After the attempt, the People’s Will contacted the government with a proposal to stop further terrorism if the government would create a constitution and totally revoke all censorship

It didn’t happen so another assassination plan was drawn up.

Government Response

Stricter controls


Further control over the local governments

It was noted that scientific studies in the Universities tended to produce revolutionaries instead of the intended improvements in society so the Government insisted on a return to classical studies

Foreign Policy

Alexander exercised caution

Russia maintained friendly relations with both England and Austria

Military pushed expansionism

Expanded influence and domination in Central Asia reaching Afghanistan & then East towards China


Poland was apart of Russia

Alexander II introduced reform to Poland.

But, nationalists in Poland wanted complete independence

Rebellion breaks out in 1863

Poles proclaimed a national government

Russian troops crushed the rebellion

Western Europe sympathized with Poles

Russian Chancery told them to back off

Consequences of Polish Revolt

Police controlled state

Mandatory Russian language taught in Polish schools.

Forbidden to speak Polish

10% tax on Polish estates.

Confiscation of all Property of the Catholic Church

The Greek Catholic Church was forced to return to Orthodoxy

Russo Turkish War 1877-1878

Alexander went to war to liberate the Balkan Christians of Bosnia, Herzegovina and Bulgaria.
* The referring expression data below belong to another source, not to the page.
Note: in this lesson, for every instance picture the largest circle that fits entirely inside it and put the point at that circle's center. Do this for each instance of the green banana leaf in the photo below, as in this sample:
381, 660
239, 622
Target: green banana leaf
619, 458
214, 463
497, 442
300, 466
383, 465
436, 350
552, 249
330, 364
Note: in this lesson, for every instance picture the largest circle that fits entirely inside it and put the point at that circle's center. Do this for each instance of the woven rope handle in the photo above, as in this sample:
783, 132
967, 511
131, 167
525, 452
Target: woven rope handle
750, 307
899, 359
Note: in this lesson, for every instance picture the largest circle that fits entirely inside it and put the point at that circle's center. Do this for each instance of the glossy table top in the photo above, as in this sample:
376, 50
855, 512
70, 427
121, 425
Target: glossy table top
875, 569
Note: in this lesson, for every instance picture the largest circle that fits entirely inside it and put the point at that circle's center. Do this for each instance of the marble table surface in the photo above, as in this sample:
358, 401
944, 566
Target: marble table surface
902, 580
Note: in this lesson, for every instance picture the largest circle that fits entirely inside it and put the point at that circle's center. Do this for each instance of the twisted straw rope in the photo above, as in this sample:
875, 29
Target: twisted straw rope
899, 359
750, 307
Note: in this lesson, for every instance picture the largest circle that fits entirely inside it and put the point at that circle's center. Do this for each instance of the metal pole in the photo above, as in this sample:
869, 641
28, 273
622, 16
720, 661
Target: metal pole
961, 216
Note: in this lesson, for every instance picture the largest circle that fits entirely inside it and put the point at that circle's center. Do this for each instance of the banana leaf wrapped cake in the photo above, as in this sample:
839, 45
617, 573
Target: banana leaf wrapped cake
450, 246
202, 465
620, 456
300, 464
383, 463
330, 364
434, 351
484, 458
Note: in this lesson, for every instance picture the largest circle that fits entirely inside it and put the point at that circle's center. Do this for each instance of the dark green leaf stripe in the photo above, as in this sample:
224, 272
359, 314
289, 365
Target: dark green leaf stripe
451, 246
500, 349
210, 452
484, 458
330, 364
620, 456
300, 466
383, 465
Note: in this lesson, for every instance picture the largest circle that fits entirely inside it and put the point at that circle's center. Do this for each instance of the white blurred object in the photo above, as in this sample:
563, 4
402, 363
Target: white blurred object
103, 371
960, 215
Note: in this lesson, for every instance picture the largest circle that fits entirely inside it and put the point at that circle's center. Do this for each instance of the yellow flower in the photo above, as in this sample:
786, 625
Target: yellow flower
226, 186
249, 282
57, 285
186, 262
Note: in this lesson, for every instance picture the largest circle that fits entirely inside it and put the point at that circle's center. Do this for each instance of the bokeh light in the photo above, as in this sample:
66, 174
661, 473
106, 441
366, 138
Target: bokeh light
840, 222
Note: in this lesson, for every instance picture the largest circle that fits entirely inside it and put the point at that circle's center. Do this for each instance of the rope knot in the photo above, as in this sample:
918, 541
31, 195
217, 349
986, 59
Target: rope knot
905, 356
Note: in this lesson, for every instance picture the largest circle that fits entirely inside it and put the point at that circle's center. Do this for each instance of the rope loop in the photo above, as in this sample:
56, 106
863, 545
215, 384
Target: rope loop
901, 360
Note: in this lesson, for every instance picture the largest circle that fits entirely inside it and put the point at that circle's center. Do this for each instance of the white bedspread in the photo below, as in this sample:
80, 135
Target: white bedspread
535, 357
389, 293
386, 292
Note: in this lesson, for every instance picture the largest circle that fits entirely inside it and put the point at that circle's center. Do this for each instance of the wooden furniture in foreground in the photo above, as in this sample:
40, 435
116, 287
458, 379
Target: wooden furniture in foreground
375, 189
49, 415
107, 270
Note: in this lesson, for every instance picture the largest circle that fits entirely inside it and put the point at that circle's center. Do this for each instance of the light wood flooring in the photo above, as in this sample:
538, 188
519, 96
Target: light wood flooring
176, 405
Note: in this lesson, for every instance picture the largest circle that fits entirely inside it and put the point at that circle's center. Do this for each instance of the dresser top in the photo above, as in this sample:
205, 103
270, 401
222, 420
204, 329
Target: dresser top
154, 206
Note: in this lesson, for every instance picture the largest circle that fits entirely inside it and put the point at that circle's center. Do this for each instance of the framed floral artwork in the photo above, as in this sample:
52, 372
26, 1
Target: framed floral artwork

Russia was the protector of the Slavic people and defender of the Eastern Orthodox Church.

At first, Alexander sent supplies, money and military advisors to help the rebels. He did not want to upset Britain and Austria. However, Turkish troops greatly outnumbered the rebels so the Russians sent troops anyway.

British and Austria called a conference. British upset cause Russia might control the straits of Constantinople which was too close to the Suez Canal, their trade route from India.

Result of War: Rumania, Serbia, and Montenegro gained independence. Russia gained Armenia, the Danube River, and the opening of the Straits to all nations

Alexander given the name the Great Liberator

Alexander II Assassination

As noted before, there were many assassination attempts made on Alexander II throughout his reign.

Assassins from the People’s Will were successful on March 13th, 1881 in front of the Church on the Savior on Blood.

Alexander was carried to the Winter Palace where he died in the presence of his son and heir, Alexander III and the future Tsar Nicolas II. This had a profound effect on the future of Russia

Consequences of Alexander’s Assassination

The revolutionaries involved in the assassination were rounded up and executed.

The People’s Will was crushed

Education was controlled by the Government

Under Alexander III, reform movements were set back.

Anti-Jewish pogroms and legislation implemented because one of the assassins was Jewish.

Suppression of Civil liberties

More Police brutality


Alexander made many reforms that benefited the Russian people, why then was there so much political unrest?

The Russian government noted a connection between scientific studies and revolutionaries. Do you think that encouraging the study of science in the Universities actually encouraged revolutionary thinking or was it just a coincidence? And if so, why?

Do you think the emancipation of the serfs was good for Russia or did it just stir up further unrest? Why?